All things weird and wonderful, 36

8 01 2014

Why do we sing?

Why do we dance? Why paint and hop around and declaim in pentameter and chop stones into bodies and trees into ravens and how can people become so naked in themselves so as to become someone else, in front of god and everyone?

There were times watching some of the would-be soloists in the Gotham Rock Choir that I was embarrassed at how they let themselves just sing—just sing!—and let the song cover every missed note and skipped tempo and just, just sing.

And then I would be abashed, for so missing so much.

I don’t understand why we do this: let ourselves go in front of one another. I don’t understand why we sing and dance and conjure beauty and sorrow out of the rough leavings of this small world, I don’t understand this at all—except to know that I am moved by these conjurers, and their conjurings.

When I say there must be something more I don’t mean magic or angels but these conjurings, the way we take what we’ve got and make something other, something more, than what was there before.

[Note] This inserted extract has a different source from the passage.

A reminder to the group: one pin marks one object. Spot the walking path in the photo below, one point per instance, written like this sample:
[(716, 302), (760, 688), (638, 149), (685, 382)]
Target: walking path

My eyes are the stars in your deepest night

4 09 2013

From “Requiem” by Anna Akhmatova:

No, not under the vault of another sky, not under the shelter of other wings. I was with my people then, there where my people were doomed to be.

Instead of a Forward

During the years of the Yezhovschina, I spent seventeen months standing outside the prison in Leningrad, waiting for news. One day someone recognized me. Then a woman with lips blue from the cold, who was standing behind me, and of course had never heard of my name, came out of the numbness which affected us all. She whispered in my ear (for we all spoke in whispers there): “Can you describe this?”

I said, “I can.”

Then something resembling a smile slipped over what had once been her face…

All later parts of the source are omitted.